Se me ocurre, después oír la intervención de Daniel Ortega, que se hacia referencia a que algunas de las empresas españolas que fueron a invertir en los países de América del Sur, no lo estaban haciendo demasiado al gusto de los receptores de las inversiones.

No somos tan ingenuos como para creer que los inversores, son ONGs o hermanitas de la caridad, pero si no estoy desinformado, estos inversores, Bancos, empresas eléctricas, de telefonía, etc. han recibido apoyos institucionales de los distintos gobiernos de España, en sus contactos – y algo mas – con los gobiernos de los países donde han realizado sus inversiones.

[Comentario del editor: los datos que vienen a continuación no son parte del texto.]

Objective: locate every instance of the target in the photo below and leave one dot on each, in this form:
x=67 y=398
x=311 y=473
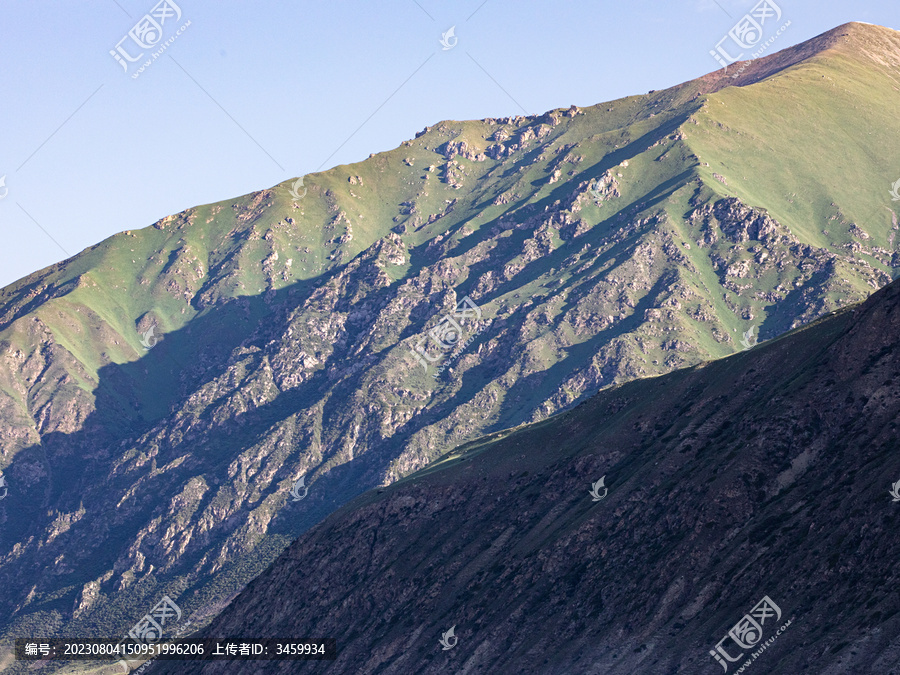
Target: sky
x=241 y=96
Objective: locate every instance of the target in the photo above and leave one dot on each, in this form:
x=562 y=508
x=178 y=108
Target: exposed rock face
x=762 y=476
x=285 y=326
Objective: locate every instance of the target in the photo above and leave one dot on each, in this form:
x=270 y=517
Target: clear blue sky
x=253 y=93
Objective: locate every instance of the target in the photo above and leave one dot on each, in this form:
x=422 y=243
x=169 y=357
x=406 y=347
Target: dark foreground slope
x=161 y=392
x=763 y=474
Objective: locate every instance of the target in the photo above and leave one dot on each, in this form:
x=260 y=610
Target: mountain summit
x=165 y=390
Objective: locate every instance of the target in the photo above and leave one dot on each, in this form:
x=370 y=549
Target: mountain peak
x=855 y=39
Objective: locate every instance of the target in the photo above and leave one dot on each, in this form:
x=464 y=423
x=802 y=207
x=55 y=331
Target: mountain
x=164 y=390
x=756 y=485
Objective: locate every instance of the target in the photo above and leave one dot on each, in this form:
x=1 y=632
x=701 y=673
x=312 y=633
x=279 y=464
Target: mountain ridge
x=600 y=245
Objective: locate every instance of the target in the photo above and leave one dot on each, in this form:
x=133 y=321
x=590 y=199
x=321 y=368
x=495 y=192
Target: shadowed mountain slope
x=765 y=474
x=162 y=391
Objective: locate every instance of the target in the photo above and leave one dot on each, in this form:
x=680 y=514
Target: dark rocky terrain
x=764 y=474
x=600 y=245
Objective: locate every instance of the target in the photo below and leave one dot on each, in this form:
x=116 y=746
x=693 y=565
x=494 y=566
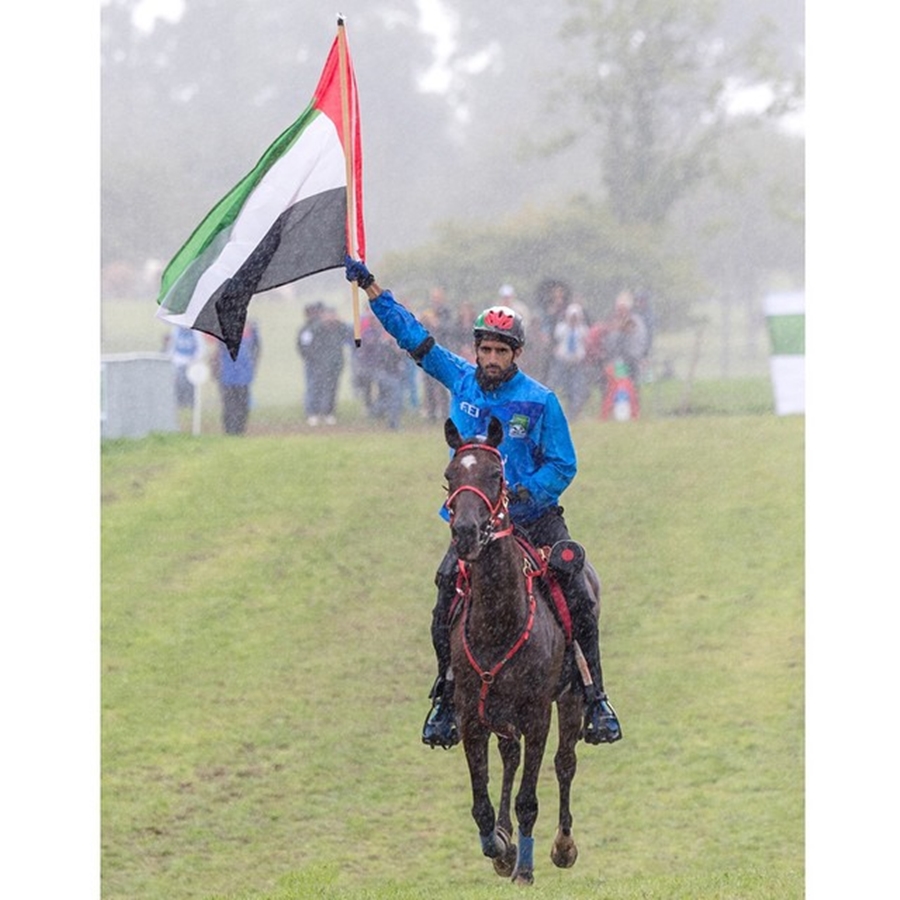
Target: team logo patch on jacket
x=518 y=426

Luego, creo que no pueden pretender ser defendidas por los Gobierno de turno – a capa y espada – las empresas ante su posible dudosa gestión, realizada en el curso de sus actividades, que se creen problemas con los países donde desarrollan sus negocios.

Los ciudadanos de los países donde se ha realizado la inversión, esperan un buen servicio, y pagar el justo precio por el mismo, y me ha parecido entender que hay quejas sobre su actuación, siempre nos quejamos de los servicios recibidos, en el momento de recibir la factura, y que los beneficios – legítimos – que desean obtener los inversores, se acercan mas a colonialismo mercantil, que a generosa colaboración.

Para ayudarles a salir de la situación en que se encuentran, después de las generosas ayudas prestadas por las compañías, de sus primos de norte, durante décadas y décadas de liberalismo mercantil, (intercambio de materias primas baratas, por servicios y tecnología a su coste?).

Ahora las empresas inversoras se quejan – hablando de inseguridad jurídica – pero supongo que en los acuerdos firmados, se especificaran las condiciones en que se realiza la inversión; luego si una de las partes no cumple lo firmado, existe el recurso jurídico de denunciar los contratos.

Pero como ya ha pasado la época de las cañoneras, en las que para defender los intereses de las compañías inversoras privadas, los gobiernos de turno, de los Estados, enviaban sus escuadras, para abrir puertos y mercados o imponer las condiciones mas convenientes de las compañías.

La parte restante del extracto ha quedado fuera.